They are absolutely gorgeous, congratulations! I really hope you have no problems with them, what with them being hand-reared and all, but then my moggie was half hand-reared (nursed and generally cared-for by mum but supplemented with bottle-feeding as mum was in poor condition and not producing sufficient milk for all four babies) and has always been an absolute darling; practically dog-like in his friendliness and the way he follows us around. Best of luck anyway


----------



## lisadew24 (Jul 31, 2010)

I would worry about the mum having a calcium problem sounds to me the breeder hasn't been feeding her properly, I wouldn't touch those kittens as if the breeder is feeding them the same they could have the same problem


----------



## harlequin (Oct 28, 2008)

lisadew24 said:


> I would worry about the mum having a calcium problem sounds to me the breeder hasn't been feeding her properly, I wouldn't touch those kittens as if the breeder is feeding them the same they could have the same problem


The kittens are on Royal Canin Kitten food, I don't know what the mum has.


----------



## lisadew24 (Jul 31, 2010)

If the mum was on a complete food she shouldn't a calcium problem, I wonder if she use to feed a barf diet and didn't do it correctly but you should question the breeder about this problem and make sure it's not hereditary because you don't want to take on kittens that could have health problem that you will have to pay for


----------



## feorag (Jul 31, 2007)

Tend to agree with that.


----------



## miss_ferret (Feb 4, 2010)

harlequin said:


> but we've put down a £350 deposit so I'll home them as planned and just cross every bridge as we come to it.

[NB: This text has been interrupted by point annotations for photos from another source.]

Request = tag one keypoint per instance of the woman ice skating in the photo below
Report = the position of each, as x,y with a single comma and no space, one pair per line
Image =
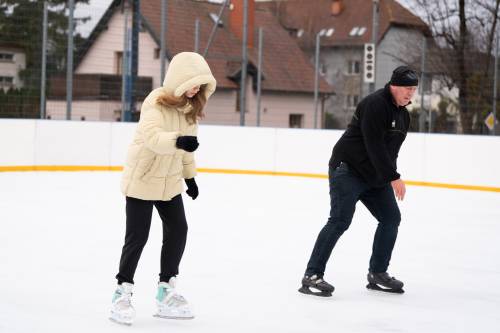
159,158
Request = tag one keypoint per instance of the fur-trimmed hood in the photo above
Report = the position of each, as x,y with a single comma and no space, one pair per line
187,70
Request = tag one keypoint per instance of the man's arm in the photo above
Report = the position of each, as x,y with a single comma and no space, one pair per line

i know thats a lot of money, but if you have any doubts, now is the time to back out. if the cats have any health problems, the vets bills could dwarf that. if the cats end up with behavioral problems, £350 may seem cheap at the price to not have to deal with them...

good luck with whatever you decide to do, they are beautiful cats.


----------



## Drayvan (Jul 7, 2010)

This might be a daft question, but assuming the two don't totally ignore each other, would the female not learn how to behave properly from the male? Or is it too late now at that age?

They're both lovely by the way OP :2thumb:


----------



## feorag (Jul 31, 2007)

Drayvan said:


> This might be a daft question, but assuming the two don't totally ignore each other, would the female not learn how to behave properly from the male? Or is it too late now at that age?


Not sure what you mean??


----------



## x Sarah x (Nov 16, 2007)

Drayvan said:


> This might be a daft question, but assuming the two don't totally ignore each other, would the female not learn how to behave properly from the male? Or is it too late now at that age?
> 
> They're both lovely by the way OP :2thumb:


How can they teach oneanother to be cats if neither have been taught themselves by other cats?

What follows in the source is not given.